Brassens murió años después de hacer esa canción en su casa de Sète, el pueblo donde está enterrado Paul Valéry, el gran poeta del cementerio marino, con el que Brassens dialoga en su tierna y mordaz súplica. Krahe murió también en un pueblo costero, Zahara de los Atunes, pero aquí el personaje ilustre vinculado al terruño no es un poeta ilustre sino un torero, Francisco Rivera Pérez, más conocido como Paquirri. Y no murió Krahe en aquella casa de puerta amarilla, hermosamente llamada El Triguito, donde pasó tantos veranos, sino en uno de los pisos del bloque que se levantó en su lugar. Tierra de toreros maltratada por especuladores urbanísticos y conseguidores montados en el taco, quizás se puedan explicar las similitudes y diferencias entre Brassens y Krahe desde el paisaje en el que se movieron sus vidas y el lugar de su muerte. Porque si Brassens es un representante de la mejor cultura popular francesa, Krahe lo es de la mejor cultura popular española –lo popular, supongo que no hace falta recordarlo, no debe ser pensado hoy como lo opuesto a lo intelectual sino como su versión menos obtusa–.
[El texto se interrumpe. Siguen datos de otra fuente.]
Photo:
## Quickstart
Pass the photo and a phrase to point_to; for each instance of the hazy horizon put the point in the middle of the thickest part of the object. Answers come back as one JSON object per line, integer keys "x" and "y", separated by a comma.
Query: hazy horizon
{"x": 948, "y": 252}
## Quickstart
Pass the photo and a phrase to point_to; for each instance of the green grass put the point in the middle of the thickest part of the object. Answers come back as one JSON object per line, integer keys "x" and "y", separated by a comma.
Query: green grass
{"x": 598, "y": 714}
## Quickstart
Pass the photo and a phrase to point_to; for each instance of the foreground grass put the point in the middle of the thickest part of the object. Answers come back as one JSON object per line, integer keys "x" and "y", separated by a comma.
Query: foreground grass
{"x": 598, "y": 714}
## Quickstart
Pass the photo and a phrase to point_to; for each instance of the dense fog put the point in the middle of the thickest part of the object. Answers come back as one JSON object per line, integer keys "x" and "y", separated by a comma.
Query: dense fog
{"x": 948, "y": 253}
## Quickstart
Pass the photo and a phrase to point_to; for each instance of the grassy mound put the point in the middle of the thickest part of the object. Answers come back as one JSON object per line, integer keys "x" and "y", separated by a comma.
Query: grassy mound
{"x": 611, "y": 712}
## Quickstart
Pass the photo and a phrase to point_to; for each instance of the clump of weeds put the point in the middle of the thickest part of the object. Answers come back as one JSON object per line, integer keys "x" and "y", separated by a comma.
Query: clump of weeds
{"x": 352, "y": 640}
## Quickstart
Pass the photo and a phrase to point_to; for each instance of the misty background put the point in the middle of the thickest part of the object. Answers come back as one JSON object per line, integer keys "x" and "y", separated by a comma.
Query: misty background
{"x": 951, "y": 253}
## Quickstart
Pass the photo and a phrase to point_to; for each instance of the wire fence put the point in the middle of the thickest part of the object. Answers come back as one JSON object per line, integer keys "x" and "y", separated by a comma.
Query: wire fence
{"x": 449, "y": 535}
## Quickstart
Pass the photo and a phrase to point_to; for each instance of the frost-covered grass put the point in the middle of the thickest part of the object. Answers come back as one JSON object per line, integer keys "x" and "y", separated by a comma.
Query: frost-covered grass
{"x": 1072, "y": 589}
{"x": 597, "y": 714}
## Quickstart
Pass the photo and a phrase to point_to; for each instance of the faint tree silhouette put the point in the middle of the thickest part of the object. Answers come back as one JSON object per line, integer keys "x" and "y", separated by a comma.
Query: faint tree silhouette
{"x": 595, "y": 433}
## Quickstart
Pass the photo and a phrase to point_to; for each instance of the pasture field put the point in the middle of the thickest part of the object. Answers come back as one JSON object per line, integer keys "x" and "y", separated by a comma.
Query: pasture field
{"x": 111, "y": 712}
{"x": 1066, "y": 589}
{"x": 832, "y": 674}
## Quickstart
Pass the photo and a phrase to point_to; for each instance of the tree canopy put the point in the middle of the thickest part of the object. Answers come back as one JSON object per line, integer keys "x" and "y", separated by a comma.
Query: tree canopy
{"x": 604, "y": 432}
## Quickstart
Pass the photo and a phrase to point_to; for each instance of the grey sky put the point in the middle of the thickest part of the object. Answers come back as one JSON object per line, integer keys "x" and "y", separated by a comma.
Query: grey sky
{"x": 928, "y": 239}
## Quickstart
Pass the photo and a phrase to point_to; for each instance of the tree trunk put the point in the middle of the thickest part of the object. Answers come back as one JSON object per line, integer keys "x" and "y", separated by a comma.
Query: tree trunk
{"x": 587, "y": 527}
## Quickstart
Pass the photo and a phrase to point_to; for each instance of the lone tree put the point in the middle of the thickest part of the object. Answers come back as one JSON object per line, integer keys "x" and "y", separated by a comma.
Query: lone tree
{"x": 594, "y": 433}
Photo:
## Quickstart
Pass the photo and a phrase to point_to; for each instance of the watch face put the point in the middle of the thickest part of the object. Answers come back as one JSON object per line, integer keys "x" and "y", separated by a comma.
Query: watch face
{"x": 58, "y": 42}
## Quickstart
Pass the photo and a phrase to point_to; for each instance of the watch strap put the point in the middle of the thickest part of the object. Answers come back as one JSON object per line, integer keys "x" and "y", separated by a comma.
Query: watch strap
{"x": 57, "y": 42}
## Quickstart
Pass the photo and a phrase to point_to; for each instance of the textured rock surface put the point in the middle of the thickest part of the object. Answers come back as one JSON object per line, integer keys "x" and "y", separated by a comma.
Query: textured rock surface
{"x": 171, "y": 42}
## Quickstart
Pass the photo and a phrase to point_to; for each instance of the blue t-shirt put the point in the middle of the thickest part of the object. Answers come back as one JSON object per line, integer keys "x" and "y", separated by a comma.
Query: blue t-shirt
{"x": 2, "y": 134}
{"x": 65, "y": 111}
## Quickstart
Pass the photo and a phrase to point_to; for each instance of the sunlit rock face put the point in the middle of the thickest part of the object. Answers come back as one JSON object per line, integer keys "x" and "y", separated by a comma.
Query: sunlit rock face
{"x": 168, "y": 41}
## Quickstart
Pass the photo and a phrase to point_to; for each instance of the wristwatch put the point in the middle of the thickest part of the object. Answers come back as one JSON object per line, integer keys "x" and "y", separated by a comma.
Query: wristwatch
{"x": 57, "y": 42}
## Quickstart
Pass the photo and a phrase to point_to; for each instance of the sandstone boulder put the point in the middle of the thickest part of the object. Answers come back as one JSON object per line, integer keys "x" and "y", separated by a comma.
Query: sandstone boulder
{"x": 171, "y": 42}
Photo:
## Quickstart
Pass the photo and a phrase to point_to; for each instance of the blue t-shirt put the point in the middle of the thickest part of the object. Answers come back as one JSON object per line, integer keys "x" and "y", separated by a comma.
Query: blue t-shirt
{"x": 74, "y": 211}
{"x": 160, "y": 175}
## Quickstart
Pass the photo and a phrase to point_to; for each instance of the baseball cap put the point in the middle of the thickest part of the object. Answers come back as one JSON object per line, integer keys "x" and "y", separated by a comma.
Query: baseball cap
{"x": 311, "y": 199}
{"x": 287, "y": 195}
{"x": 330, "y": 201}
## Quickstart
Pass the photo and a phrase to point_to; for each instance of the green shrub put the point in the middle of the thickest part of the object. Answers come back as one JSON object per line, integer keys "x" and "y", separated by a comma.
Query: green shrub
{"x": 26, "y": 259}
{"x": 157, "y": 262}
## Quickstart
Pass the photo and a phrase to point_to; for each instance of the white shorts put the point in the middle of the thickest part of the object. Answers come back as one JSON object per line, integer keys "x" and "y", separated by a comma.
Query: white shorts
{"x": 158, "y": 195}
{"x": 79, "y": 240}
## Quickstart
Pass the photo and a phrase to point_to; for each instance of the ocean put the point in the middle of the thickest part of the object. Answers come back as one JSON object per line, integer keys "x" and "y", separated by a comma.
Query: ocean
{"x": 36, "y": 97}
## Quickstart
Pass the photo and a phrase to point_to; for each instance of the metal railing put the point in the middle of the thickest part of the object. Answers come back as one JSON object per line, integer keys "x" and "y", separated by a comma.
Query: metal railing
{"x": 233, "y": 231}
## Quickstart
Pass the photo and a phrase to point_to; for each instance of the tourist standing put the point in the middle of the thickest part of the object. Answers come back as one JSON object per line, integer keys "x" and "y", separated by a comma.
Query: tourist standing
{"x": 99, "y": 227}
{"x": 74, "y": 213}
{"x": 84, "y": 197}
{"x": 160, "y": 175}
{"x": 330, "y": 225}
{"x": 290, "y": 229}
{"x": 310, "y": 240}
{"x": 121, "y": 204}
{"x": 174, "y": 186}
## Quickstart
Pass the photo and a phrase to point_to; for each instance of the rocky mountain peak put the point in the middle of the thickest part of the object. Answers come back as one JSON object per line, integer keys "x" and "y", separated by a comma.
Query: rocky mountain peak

Los múltiples obituarios que han aparecido estos días en prensa y en las redes sociales no dejan de señalar el carácter singular del personaje, y, aunque es verdad que era una persona impar alejada de todo afán patriotero, no dejo de pensar en él como un último representante de la tradición heterodoxa española, con esa forma de ser, como decía Cernuda, un español sin ganas, bailando a contradanza lo que está mandado, como predicaba García Calvo en uno de sus sonetos teológicos. Personaje impar de una estirpe de raros brillantes de la que también formó parte destacada su mentor y amigo Chicho Sánchez Ferlosio, que fue, por cierto, quien lo animó a subirse al escenario de la Aurora a interpretar sus propias canciones allá por la primavera del 79. Aquella primera vez fueron nueve noches que se sucedieron ante un público que se partía de risa, hasta que la policía porque sí mandó parar. Cuando pienso en aquella primera vez me sorprende la osadía de Krahe. Hace apenas dos meses, distanciándose de los cantautores de su época que aburrían a las piedras, me explicaba en su casa su dedicación a la música como una consecuencia inevitable de la risa: “Como desde el primer momento en que me subo a cantar la gente no paraba de reírse…”. ¿Pero qué creía él que le hacía tanta gracia a la gente? ¿Las letras de sus canciones? “No, no, todo lo que me decían eran cosas físicas, que si cómo movía las cejas, que si cómo movía el cuerpo”. Una de esas nueve noches inaugurales Krahe cumplió 35 años, ¿quién con esa edad, una voz poco dotada y sin saber tocar la guitarra, decide dedicarse a la canción animado además por el hilarante efecto que crean sus desmadejadas maneras? Krahe era un hombre valiente, sin duda, una de esas pocas personas capaces de hacer cualquier cosa por ridícula que pudiera parecer sin perder jamás la compostura.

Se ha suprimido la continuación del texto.